BRUSSELS, Mar 2, CMC – The European Sugar Refineries Association (ESRA) says while it is not seeking to abandon sugar imports from the African, Caribbean and Pacific (ACP) countries, the current market situation “simply does not allow us to import from these partners”.
ESRA outlined its position in a study presented on January 30 to the European parliament, a copy of which has been obtained by the Caribbean Media Corporation (CMC).
In the study, conducted earlier this year, ESRA said that should the prices for the raw materials from the ACP and Less Developed Countries (LDC) become “competitive” for its members “there is no reason why we would not use these sources of raw materials”.
“However, the current market situation simply does not allow us to import from these partners. We are not asking for unlimited access to the global sugar supply. We understand that our supplies will always face some limitations due to political sensitivities in the EU sugar sector.
“All ESRA is asking for is the chance to compete in the EU sugar sector, through the provision of meaningful access to raw sugar,” it said.
On Friday, the ACP and the LDC called for a level playing field for all sugar stakeholders after the study presented to the European parliament, implicated them in the substantial decline in the price and export of the commodity over the past two years.
But the ACP Sugar Group, representing ACP and LDC sugar industries in 18 developing countries, said that the current problems in the EU sugar market were caused by the over-production of subsidy-fuelled EU sugar, which has led to record low prices in European markets and to consequent reductions in demand for sugar imported from developing countries.
Latest figures published by the European Commission showed the weighted average EU domestic price had fallen to a new low of Euro 31.4 (One Euro=US$1.29 cents) per kilo, and imports from ACP and LDC countries are currently less than a third of the levels recorded before quotas were abolished.
The ACP Sugar Group contend that the EU over-production has also led to EU exports doubling in volume and taking market share in ACP regional markets, displacing ACP and LDC sugar both in the EU and in ACP sugar’s neighbouring developing country markets.
It said that this is contrary to the recommendations made in the Cardno report on “Current and Forecast Market Developments for ACP Sugar Suppliers to the EU Market”.
In the study, ESRA argues that the changed EU market in which it now operates, “means that our access to the global supply of raw sugar is even more severely restricted than in the past”.
“We believe this can be resolved,” it said, noting that it would “like to remind stakeholders what we are not … asking decision-makers to impose any kind of restrictions on domestic sugar production in the EU. Indeed, we hope for a fully liberalised sector in which we can join our beet-processing colleagues in a truly competitive market”.

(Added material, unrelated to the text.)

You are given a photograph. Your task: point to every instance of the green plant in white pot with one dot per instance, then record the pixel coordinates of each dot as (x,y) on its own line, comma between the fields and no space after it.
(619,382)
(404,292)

“Although we have outlined the existence of supports for sugar beet production in Europe, we are not calling for their elimination. We understand the complexities of EU agricultural policy and the need for balanced regional and rural development.
“Rather, we think it important to point out that subsidies of EU sugar through coupled support, and the potential for supports such as private storage aid, are a reality: EU sugar producers should accept and acknowledge this in their communications with stakeholders.”
ESRA said that the only way it can compete in the EU sugar sector “in a manner that is fair to our sector is through the inclusion of duty-free access to raw sugar through EU free trade agreements with raw sugar exporters.
“If we fail to gain access to raw sugar, there will be no more discussion, as our sector will cease to exist.
To avoid this scenario, EU negotiators must remember that, when it comes to sugar, it is a mistake to approach these talks from a purely defensive point of view.
“We are EU stakeholders too, and we need EU negotiators to remember this. We need them to stand with us in these talks, and to fight for the access that can save our historic industry from an almost certain demise,” ESRA said in the study.
The ACP Sugar Group said the study suggests a higher cost for imported ACP/LDC sugar mistakenly using data that includes not just the price paid for raw sugar for refining but also the price paid for premium speciality sugars.
ACP and LDC sugar producers agree with ESRA’s assessment that the root cause of the decline is overproduction. However, they dispute ESRA’s proposed solutions and they ask the EU not to further erode preferences for ACP and LDC countries by increasing the supply of sugar in an already oversupplied market through additional import quotas, lower MFN (most favoured nation) tariffs and/or new free trade agreements (FTAs).
The ACP Sugar Group said it also supports ESRA that the EU market has been badly managed by policy-makers.